Organisé par le réputé (et intraitable) site web Pitchfork, l'événement regroupe habituellement des groupes indie rock qui se tiennent loin des artères commerciales. Par les années passées, Spoon, Vampire Weekend, Of Montreal, Iron & Wine, Girl Talk et Animal Collective s'y sont notamment produits. Fait cocasse cette année : pas moins de quatre groupes qui avaient joué au festival l'an dernier se retrouvent cet été sur l'affiche de Lollapalooza.

Pour la première soirée de l'édition 2009, quatre formations estimées étaient au programme : Built To Spill, Yo La Tengo, The Jesus Lizard et le favori local, Tortoise. Je n'étais pas sur place mais il paraît que The Jesus Lizard a offert une performance époustouflante, sans doute l'une des meilleures du weekend.

Pour se rendre au Union Park à partir du centre-ville, il faut prendre la ligne verte du métro. Dans les wagons, il était assez facile de reconnaître ceux qui se rendaient au festival. Il faut dire qu'il n'y a vraiment rien d'autre à faire dans ce quartier de l'ouest de la ville. Sur place, vers 14 h samedi, on pouvait déjà entendre des groupes qui étaient sur la scène depuis 13 h. Parmi eux, les Montréalais de Plants and Animals semblaient avoir rallié une quantité appréciable de spectateurs. En plus de cette prestation de jour, le trio retournait sur les planches du Schubas le soir même pour un spectacle de minuit. Dans la section V.I.P. une heure plus tard, j'ai croisé les musiciens et je me suis entretenu un peu avec le francophone du groupe, le bassiste Nicolas Basque. Il m'a souligné que le groupe travaillait présentement sur son deuxième album et qu'il irait l'enregistrer en France, dans un studio que possède le copain de Marie-Jo Thério. "C'est une grande maison et on peut enregistrer dans toutes les pièces!" L'album devrait sortir en 2010.

Bon, retour aux spectacles. De par mon travail pour MontrealConcerts.com, j'ai pu obtenir une passe de photographe, ce qui me permettait d'aller à l'avant de la scène pour chaque spectacle.
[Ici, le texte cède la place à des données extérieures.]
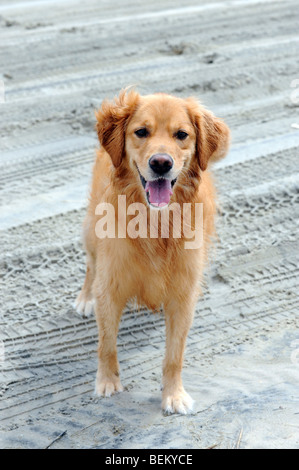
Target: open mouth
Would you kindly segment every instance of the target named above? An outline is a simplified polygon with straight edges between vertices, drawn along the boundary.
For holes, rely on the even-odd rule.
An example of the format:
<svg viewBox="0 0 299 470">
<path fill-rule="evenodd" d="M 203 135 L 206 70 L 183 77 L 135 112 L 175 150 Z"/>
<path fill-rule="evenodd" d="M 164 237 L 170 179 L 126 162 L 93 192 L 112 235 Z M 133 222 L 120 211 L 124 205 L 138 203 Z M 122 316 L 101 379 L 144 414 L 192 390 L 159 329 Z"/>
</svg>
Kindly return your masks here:
<svg viewBox="0 0 299 470">
<path fill-rule="evenodd" d="M 146 181 L 140 172 L 139 176 L 146 192 L 148 203 L 154 207 L 168 206 L 176 179 L 171 181 L 170 179 L 159 177 L 151 181 Z"/>
</svg>

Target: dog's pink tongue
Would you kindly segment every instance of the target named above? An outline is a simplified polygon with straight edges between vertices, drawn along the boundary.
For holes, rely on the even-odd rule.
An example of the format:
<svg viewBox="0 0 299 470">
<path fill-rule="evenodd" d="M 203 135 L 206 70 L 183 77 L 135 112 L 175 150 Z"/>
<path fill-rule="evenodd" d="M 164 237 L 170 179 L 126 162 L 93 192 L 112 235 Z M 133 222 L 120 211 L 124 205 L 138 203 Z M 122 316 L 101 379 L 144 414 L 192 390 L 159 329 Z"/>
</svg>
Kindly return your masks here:
<svg viewBox="0 0 299 470">
<path fill-rule="evenodd" d="M 167 206 L 172 195 L 171 182 L 164 178 L 147 181 L 145 191 L 149 193 L 149 202 L 153 206 Z"/>
</svg>

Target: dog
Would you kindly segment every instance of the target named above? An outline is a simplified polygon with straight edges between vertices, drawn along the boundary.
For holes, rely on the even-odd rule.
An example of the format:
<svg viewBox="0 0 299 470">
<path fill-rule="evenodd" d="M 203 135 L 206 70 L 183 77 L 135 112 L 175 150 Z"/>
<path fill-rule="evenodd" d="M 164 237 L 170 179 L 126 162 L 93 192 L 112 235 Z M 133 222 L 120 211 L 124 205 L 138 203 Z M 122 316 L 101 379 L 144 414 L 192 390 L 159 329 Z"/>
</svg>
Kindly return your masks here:
<svg viewBox="0 0 299 470">
<path fill-rule="evenodd" d="M 117 334 L 123 309 L 134 299 L 152 311 L 163 307 L 162 409 L 167 414 L 186 414 L 192 410 L 193 400 L 181 378 L 184 349 L 215 231 L 216 194 L 208 167 L 226 155 L 230 131 L 192 97 L 164 93 L 141 96 L 134 89 L 122 90 L 112 101 L 104 100 L 96 120 L 101 145 L 83 224 L 86 277 L 76 301 L 79 313 L 89 315 L 94 309 L 96 315 L 95 390 L 105 397 L 123 390 Z M 173 228 L 172 205 L 178 211 L 184 204 L 191 208 L 201 204 L 200 247 L 186 249 L 186 237 L 174 237 L 171 230 L 168 237 L 127 236 L 126 225 L 132 217 L 120 214 L 120 196 L 125 196 L 126 207 L 136 203 L 145 207 L 145 222 L 156 215 L 158 228 L 166 213 Z M 125 224 L 122 236 L 119 232 L 114 237 L 97 236 L 97 207 L 101 203 L 114 209 L 113 224 L 118 230 L 123 231 L 120 225 Z M 149 228 L 146 230 L 149 233 Z"/>
</svg>

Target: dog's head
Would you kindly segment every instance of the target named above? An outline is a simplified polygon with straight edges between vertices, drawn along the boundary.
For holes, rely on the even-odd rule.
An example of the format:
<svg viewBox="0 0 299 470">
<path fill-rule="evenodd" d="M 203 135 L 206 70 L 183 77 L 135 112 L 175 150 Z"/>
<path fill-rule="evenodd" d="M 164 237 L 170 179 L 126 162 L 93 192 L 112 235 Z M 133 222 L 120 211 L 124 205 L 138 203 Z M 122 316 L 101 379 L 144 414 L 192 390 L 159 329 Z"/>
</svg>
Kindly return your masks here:
<svg viewBox="0 0 299 470">
<path fill-rule="evenodd" d="M 104 101 L 96 117 L 113 165 L 135 172 L 154 207 L 167 206 L 182 175 L 199 179 L 229 146 L 226 124 L 193 98 L 122 91 L 114 102 Z"/>
</svg>

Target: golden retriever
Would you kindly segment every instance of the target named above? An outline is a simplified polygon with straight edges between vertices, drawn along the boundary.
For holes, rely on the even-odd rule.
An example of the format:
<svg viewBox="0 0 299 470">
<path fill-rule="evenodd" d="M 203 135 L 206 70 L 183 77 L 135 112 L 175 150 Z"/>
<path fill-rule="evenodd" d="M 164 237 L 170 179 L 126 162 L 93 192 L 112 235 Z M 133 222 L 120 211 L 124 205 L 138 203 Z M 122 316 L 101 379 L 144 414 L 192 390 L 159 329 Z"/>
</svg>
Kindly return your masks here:
<svg viewBox="0 0 299 470">
<path fill-rule="evenodd" d="M 134 299 L 153 311 L 163 307 L 166 352 L 162 409 L 186 414 L 193 400 L 181 379 L 185 342 L 200 294 L 216 212 L 214 186 L 207 168 L 210 162 L 225 156 L 230 132 L 221 119 L 195 99 L 164 93 L 141 96 L 135 90 L 122 90 L 114 101 L 102 103 L 96 118 L 101 148 L 97 151 L 84 222 L 86 278 L 76 301 L 79 313 L 88 315 L 94 309 L 96 314 L 96 393 L 108 397 L 123 390 L 117 334 L 122 311 Z M 158 214 L 155 220 L 160 227 L 162 214 L 169 212 L 169 236 L 161 236 L 160 232 L 150 236 L 149 227 L 148 236 L 128 236 L 126 229 L 119 236 L 117 229 L 123 230 L 120 224 L 126 227 L 132 220 L 132 212 L 119 213 L 119 196 L 125 196 L 126 208 L 135 203 L 146 208 L 146 219 L 138 219 L 139 225 Z M 114 237 L 97 236 L 97 207 L 101 203 L 114 208 Z M 171 230 L 175 217 L 171 206 L 178 211 L 186 203 L 192 208 L 195 204 L 203 207 L 202 243 L 194 249 L 186 249 L 184 234 L 175 237 Z M 192 214 L 194 228 L 194 211 Z"/>
</svg>

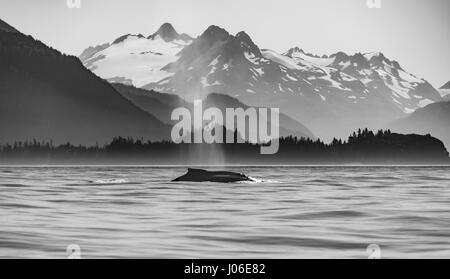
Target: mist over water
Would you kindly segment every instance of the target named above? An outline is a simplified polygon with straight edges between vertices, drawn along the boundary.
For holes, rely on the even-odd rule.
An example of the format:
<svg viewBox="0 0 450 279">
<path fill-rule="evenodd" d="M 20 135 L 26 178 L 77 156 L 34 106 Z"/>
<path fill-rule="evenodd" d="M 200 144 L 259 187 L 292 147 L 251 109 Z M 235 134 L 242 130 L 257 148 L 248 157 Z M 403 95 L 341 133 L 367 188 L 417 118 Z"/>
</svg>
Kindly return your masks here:
<svg viewBox="0 0 450 279">
<path fill-rule="evenodd" d="M 450 257 L 450 167 L 0 168 L 0 257 Z M 212 169 L 214 170 L 214 169 Z"/>
</svg>

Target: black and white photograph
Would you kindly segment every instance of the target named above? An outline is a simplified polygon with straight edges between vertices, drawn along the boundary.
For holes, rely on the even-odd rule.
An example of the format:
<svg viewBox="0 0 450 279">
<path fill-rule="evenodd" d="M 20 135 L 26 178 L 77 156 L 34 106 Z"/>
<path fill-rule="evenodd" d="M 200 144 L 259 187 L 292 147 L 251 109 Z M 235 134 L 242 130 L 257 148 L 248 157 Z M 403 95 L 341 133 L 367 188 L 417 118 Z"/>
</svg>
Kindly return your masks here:
<svg viewBox="0 0 450 279">
<path fill-rule="evenodd" d="M 448 259 L 449 151 L 448 0 L 0 0 L 0 259 Z"/>
</svg>

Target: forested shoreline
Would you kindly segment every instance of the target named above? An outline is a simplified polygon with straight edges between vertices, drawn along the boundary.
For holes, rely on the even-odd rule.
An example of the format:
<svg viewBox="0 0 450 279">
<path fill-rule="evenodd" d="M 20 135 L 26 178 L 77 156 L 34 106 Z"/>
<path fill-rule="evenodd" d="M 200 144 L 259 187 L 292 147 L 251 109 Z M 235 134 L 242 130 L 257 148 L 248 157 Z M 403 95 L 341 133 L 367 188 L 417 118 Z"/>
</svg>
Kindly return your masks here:
<svg viewBox="0 0 450 279">
<path fill-rule="evenodd" d="M 0 164 L 449 164 L 443 143 L 430 135 L 401 135 L 367 129 L 353 133 L 346 141 L 286 137 L 279 152 L 261 155 L 260 145 L 175 144 L 141 139 L 114 138 L 99 146 L 55 145 L 37 140 L 4 144 Z"/>
</svg>

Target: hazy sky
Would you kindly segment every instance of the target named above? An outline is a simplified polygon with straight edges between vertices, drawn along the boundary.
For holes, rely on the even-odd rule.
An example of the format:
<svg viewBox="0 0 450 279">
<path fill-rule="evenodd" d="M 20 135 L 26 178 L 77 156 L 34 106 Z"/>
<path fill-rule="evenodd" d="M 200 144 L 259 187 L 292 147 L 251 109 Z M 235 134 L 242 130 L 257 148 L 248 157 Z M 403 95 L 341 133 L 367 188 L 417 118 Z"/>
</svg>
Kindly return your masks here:
<svg viewBox="0 0 450 279">
<path fill-rule="evenodd" d="M 381 0 L 0 0 L 0 18 L 62 52 L 128 33 L 149 35 L 164 22 L 200 35 L 215 24 L 245 30 L 261 48 L 299 46 L 315 54 L 382 51 L 440 87 L 450 80 L 450 1 Z"/>
</svg>

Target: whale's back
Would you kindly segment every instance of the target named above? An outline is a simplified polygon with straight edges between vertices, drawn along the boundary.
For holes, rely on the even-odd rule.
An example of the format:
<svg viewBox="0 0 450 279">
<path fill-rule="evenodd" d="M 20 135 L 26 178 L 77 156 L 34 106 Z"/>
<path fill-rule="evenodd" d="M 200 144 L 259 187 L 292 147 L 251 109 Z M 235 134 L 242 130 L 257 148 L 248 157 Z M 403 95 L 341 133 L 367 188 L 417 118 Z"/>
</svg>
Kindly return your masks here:
<svg viewBox="0 0 450 279">
<path fill-rule="evenodd" d="M 186 182 L 239 182 L 249 181 L 250 178 L 244 174 L 229 172 L 229 171 L 207 171 L 203 169 L 188 168 L 188 172 L 176 178 L 173 181 L 186 181 Z"/>
</svg>

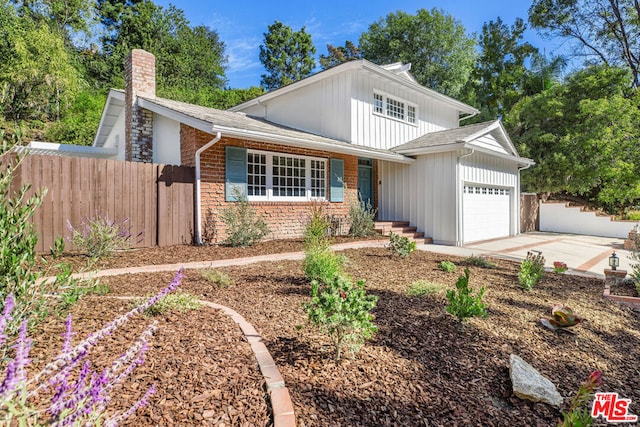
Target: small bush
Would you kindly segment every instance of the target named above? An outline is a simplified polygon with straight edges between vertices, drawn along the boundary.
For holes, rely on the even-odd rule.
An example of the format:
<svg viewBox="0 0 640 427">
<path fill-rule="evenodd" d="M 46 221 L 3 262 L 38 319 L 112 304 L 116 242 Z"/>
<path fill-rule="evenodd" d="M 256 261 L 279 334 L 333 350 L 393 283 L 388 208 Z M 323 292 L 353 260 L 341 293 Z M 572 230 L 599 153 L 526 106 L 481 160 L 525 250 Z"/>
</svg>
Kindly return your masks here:
<svg viewBox="0 0 640 427">
<path fill-rule="evenodd" d="M 464 262 L 467 265 L 471 265 L 474 267 L 480 268 L 496 268 L 496 265 L 489 261 L 487 258 L 483 256 L 475 256 L 471 255 L 470 257 L 465 258 Z"/>
<path fill-rule="evenodd" d="M 520 286 L 530 291 L 544 277 L 544 257 L 540 252 L 528 252 L 520 265 L 518 280 Z"/>
<path fill-rule="evenodd" d="M 231 276 L 223 271 L 215 270 L 212 268 L 200 270 L 200 277 L 207 280 L 213 285 L 217 285 L 219 288 L 228 288 L 229 286 L 234 285 Z"/>
<path fill-rule="evenodd" d="M 222 222 L 226 225 L 227 246 L 251 246 L 269 234 L 269 227 L 262 216 L 258 216 L 249 204 L 247 196 L 234 189 L 236 202 L 221 212 Z"/>
<path fill-rule="evenodd" d="M 409 254 L 416 250 L 416 242 L 409 240 L 405 236 L 391 232 L 389 234 L 389 243 L 387 248 L 394 254 L 406 258 Z"/>
<path fill-rule="evenodd" d="M 117 250 L 131 247 L 131 227 L 129 219 L 118 222 L 104 218 L 84 218 L 78 229 L 67 220 L 67 228 L 71 232 L 69 240 L 88 257 L 93 259 L 106 258 Z M 137 237 L 141 237 L 142 232 Z"/>
<path fill-rule="evenodd" d="M 594 418 L 591 416 L 590 406 L 596 389 L 602 387 L 602 384 L 602 371 L 593 371 L 573 396 L 569 411 L 562 413 L 562 421 L 558 427 L 592 426 Z"/>
<path fill-rule="evenodd" d="M 64 268 L 70 267 L 65 266 Z M 70 273 L 63 271 L 59 274 L 66 275 Z M 86 283 L 82 283 L 77 280 L 71 280 L 69 284 L 58 289 L 58 294 L 60 295 L 60 308 L 62 310 L 66 310 L 69 307 L 77 304 L 78 301 L 80 301 L 80 298 L 88 294 L 106 295 L 108 293 L 109 286 L 101 285 L 97 281 L 88 281 Z"/>
<path fill-rule="evenodd" d="M 307 249 L 302 269 L 310 281 L 329 284 L 342 275 L 345 262 L 344 256 L 336 255 L 328 246 L 314 246 Z"/>
<path fill-rule="evenodd" d="M 418 280 L 417 282 L 413 282 L 411 285 L 409 285 L 409 289 L 407 289 L 407 295 L 421 297 L 423 295 L 439 294 L 444 290 L 444 285 L 441 285 L 440 283 L 433 283 L 427 280 Z"/>
<path fill-rule="evenodd" d="M 330 231 L 331 219 L 324 213 L 323 203 L 311 202 L 304 219 L 305 246 L 328 245 Z"/>
<path fill-rule="evenodd" d="M 349 205 L 349 235 L 352 237 L 368 237 L 376 234 L 373 219 L 376 217 L 377 209 L 371 206 L 370 202 L 354 200 Z"/>
<path fill-rule="evenodd" d="M 478 295 L 473 296 L 473 289 L 469 288 L 469 269 L 464 269 L 464 276 L 458 278 L 456 290 L 447 291 L 447 312 L 456 316 L 460 321 L 469 317 L 485 317 L 487 306 L 482 302 L 485 288 L 480 288 Z"/>
<path fill-rule="evenodd" d="M 364 280 L 354 284 L 338 276 L 325 285 L 313 281 L 305 309 L 309 321 L 328 333 L 340 360 L 343 347 L 353 354 L 378 330 L 371 314 L 377 302 L 377 296 L 367 295 Z"/>
<path fill-rule="evenodd" d="M 146 301 L 147 298 L 136 301 L 139 305 Z M 160 314 L 177 311 L 179 313 L 188 313 L 192 310 L 198 310 L 202 304 L 195 296 L 187 292 L 172 293 L 161 298 L 157 303 L 148 307 L 144 314 L 147 316 L 158 316 Z"/>
<path fill-rule="evenodd" d="M 440 270 L 447 273 L 453 273 L 456 271 L 456 265 L 451 261 L 440 261 Z"/>
<path fill-rule="evenodd" d="M 627 211 L 624 214 L 624 219 L 627 221 L 640 221 L 640 211 Z"/>
<path fill-rule="evenodd" d="M 567 267 L 567 264 L 564 262 L 560 262 L 560 261 L 554 261 L 553 262 L 553 272 L 557 273 L 557 274 L 562 274 L 565 271 L 567 271 L 569 269 L 569 267 Z"/>
</svg>

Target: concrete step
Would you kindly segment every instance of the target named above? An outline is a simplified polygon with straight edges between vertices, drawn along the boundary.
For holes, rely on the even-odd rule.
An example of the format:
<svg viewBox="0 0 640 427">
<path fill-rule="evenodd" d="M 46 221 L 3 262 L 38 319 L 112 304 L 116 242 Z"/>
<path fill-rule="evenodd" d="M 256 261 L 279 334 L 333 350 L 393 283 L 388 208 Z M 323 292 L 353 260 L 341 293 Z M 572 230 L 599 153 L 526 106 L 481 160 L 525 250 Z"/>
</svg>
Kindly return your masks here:
<svg viewBox="0 0 640 427">
<path fill-rule="evenodd" d="M 416 243 L 433 243 L 431 237 L 425 237 L 422 231 L 418 232 L 417 227 L 412 227 L 409 221 L 375 221 L 375 230 L 383 236 L 388 236 L 393 232 Z"/>
</svg>

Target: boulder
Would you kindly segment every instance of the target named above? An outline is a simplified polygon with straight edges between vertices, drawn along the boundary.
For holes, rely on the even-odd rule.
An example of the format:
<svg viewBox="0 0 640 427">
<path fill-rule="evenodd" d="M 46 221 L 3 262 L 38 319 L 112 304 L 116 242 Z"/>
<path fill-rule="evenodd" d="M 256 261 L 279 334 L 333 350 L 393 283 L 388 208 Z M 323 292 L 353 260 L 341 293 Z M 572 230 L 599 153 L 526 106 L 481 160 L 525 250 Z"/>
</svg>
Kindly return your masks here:
<svg viewBox="0 0 640 427">
<path fill-rule="evenodd" d="M 548 378 L 542 376 L 533 366 L 515 354 L 512 354 L 509 359 L 513 394 L 533 402 L 544 402 L 558 407 L 562 405 L 562 396 Z"/>
</svg>

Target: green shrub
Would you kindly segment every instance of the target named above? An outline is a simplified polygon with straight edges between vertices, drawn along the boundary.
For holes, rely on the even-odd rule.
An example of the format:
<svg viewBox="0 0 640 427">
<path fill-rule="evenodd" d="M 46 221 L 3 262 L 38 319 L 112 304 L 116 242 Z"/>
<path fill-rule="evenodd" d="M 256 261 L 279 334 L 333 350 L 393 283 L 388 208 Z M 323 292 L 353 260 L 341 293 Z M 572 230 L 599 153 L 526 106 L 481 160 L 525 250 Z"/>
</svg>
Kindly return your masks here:
<svg viewBox="0 0 640 427">
<path fill-rule="evenodd" d="M 67 265 L 64 268 L 70 267 Z M 58 274 L 67 274 L 66 271 Z M 69 272 L 70 274 L 70 272 Z M 67 286 L 60 287 L 58 289 L 58 295 L 60 296 L 60 309 L 66 310 L 69 307 L 75 305 L 85 295 L 96 294 L 106 295 L 109 293 L 109 287 L 107 285 L 101 285 L 98 281 L 88 281 L 81 283 L 77 280 L 72 281 Z"/>
<path fill-rule="evenodd" d="M 394 255 L 400 255 L 402 258 L 406 258 L 411 252 L 416 250 L 416 242 L 409 240 L 405 236 L 391 232 L 389 234 L 387 248 L 393 252 Z"/>
<path fill-rule="evenodd" d="M 331 220 L 324 213 L 323 203 L 318 201 L 311 202 L 309 212 L 304 220 L 305 246 L 328 246 L 330 230 Z"/>
<path fill-rule="evenodd" d="M 140 305 L 147 299 L 146 297 L 140 298 L 135 301 L 135 305 Z M 157 303 L 147 308 L 144 314 L 147 316 L 158 316 L 172 311 L 188 313 L 192 310 L 198 310 L 200 307 L 202 307 L 202 304 L 197 297 L 187 292 L 178 292 L 165 295 Z"/>
<path fill-rule="evenodd" d="M 233 286 L 234 282 L 231 276 L 227 273 L 212 268 L 206 268 L 200 270 L 200 277 L 207 280 L 209 283 L 217 285 L 219 288 L 228 288 Z"/>
<path fill-rule="evenodd" d="M 530 291 L 544 277 L 544 257 L 540 252 L 528 252 L 520 265 L 518 280 L 520 286 Z"/>
<path fill-rule="evenodd" d="M 423 295 L 439 294 L 444 291 L 444 285 L 440 283 L 433 283 L 427 280 L 418 280 L 409 285 L 407 289 L 407 295 L 421 297 Z"/>
<path fill-rule="evenodd" d="M 305 309 L 311 323 L 329 335 L 335 358 L 340 360 L 343 347 L 353 354 L 378 330 L 371 314 L 377 302 L 377 296 L 367 295 L 364 280 L 354 284 L 337 276 L 325 285 L 311 283 L 311 301 Z"/>
<path fill-rule="evenodd" d="M 228 246 L 251 246 L 269 234 L 269 227 L 251 207 L 244 193 L 234 190 L 234 196 L 237 201 L 221 212 L 227 230 L 227 239 L 223 243 Z"/>
<path fill-rule="evenodd" d="M 368 237 L 376 234 L 373 219 L 376 217 L 377 209 L 371 206 L 370 202 L 354 200 L 349 205 L 349 235 L 352 237 Z"/>
<path fill-rule="evenodd" d="M 302 269 L 310 281 L 329 284 L 342 275 L 346 258 L 337 255 L 328 246 L 313 246 L 307 248 L 305 253 Z"/>
<path fill-rule="evenodd" d="M 456 290 L 447 291 L 447 312 L 464 321 L 469 317 L 485 317 L 487 306 L 482 302 L 485 288 L 480 288 L 478 295 L 473 296 L 473 289 L 469 288 L 469 269 L 464 269 L 464 276 L 458 278 Z"/>
<path fill-rule="evenodd" d="M 456 265 L 451 261 L 440 261 L 440 270 L 447 273 L 453 273 L 456 271 Z"/>
<path fill-rule="evenodd" d="M 129 219 L 118 222 L 109 217 L 85 218 L 78 229 L 67 220 L 67 229 L 71 232 L 71 243 L 77 246 L 88 257 L 106 258 L 117 250 L 131 248 L 131 227 Z M 137 238 L 142 237 L 142 232 Z"/>
<path fill-rule="evenodd" d="M 624 219 L 628 221 L 640 221 L 640 211 L 627 211 Z"/>
<path fill-rule="evenodd" d="M 496 265 L 483 256 L 471 255 L 465 258 L 465 264 L 480 268 L 496 268 Z"/>
</svg>

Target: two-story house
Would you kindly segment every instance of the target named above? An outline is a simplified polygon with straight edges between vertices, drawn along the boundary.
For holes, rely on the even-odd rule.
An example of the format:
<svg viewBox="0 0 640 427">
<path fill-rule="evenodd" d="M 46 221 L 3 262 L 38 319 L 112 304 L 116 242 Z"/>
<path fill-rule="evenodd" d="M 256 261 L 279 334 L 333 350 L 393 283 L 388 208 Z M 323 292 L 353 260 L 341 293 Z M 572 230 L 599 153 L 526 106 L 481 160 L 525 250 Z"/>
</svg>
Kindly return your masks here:
<svg viewBox="0 0 640 427">
<path fill-rule="evenodd" d="M 419 85 L 409 66 L 348 62 L 228 111 L 155 96 L 155 58 L 134 50 L 94 141 L 121 160 L 196 168 L 196 229 L 224 236 L 234 189 L 274 238 L 299 236 L 313 200 L 346 217 L 360 197 L 378 218 L 434 242 L 519 233 L 520 157 L 499 121 L 460 126 L 473 107 Z"/>
</svg>

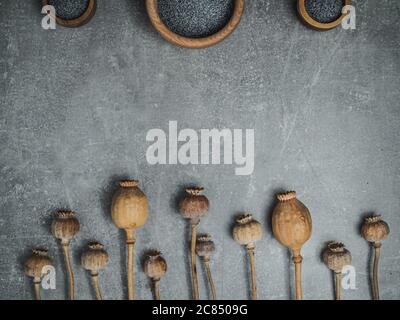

Le premier groupe que je décide d'aller voir s'appelle Fucked Up. Rapidement, je me rends compte que la formation torontoise porte très bien son nom. Le corpulent chanteur ne perd pas de temps pour enlever son t-shirt et il se fait aller la bédaine, sans gêne. Au niveau musical, j'ai déjà entendu mieux et je dois dire que je n'apprécie pas trop qu'un chanteur passe tout son temps à crier. Mais au niveau divertissement, ça commençait merveilleusement bien le festival.

Contrairement à Lollapalooza, Pitchfork ne comprend que trois scènes, dont deux presque côte-à-côte où alternent les groupes. La troisième scène est plus reculée, derrière des arbres. L'emplacement peut davantage faire penser à celui du festival Osheaga, où marcher d'une scène à l'autre ne prend que quelques minutes. À Lollapalooza, il ne faut pas moins de 20 minutes pour se rendre d'une grosse scène à l'autre!

Sur la troisième scène, donc, j'y ai vu The Antlers, un groupe de Brooklyn qui m'a fait penser à un croisement entre Coldplay et Karkwa. Rien de bien original. Un peu plus tard, c'était au tour de Ponytail de fouler les mêmes planches. Mené par la chanteuse à format réduit Molly Siegel (qui a l'air d'avoir 15 ans!), le groupe ne manque pas d'énergie. Malheureusement, on lui reprochera la faible qualité de ses paroles.

Retour sur la scène principale pour y voir un autre ensemble de Brooklyn, Yeasayer. Le quatuor, qui n'a qu'un album à son actif, l'excellent All Hour Cymbals, est très efficace sur scène et on présume qu'il ne sera pas qu'un feu de paille. Pendant le spectacle, une intense averse de pluie arrose les spectateurs pendant cinq minutes. Heureusement, ce sera les seules véritables précipitations de toute la fin de semaine.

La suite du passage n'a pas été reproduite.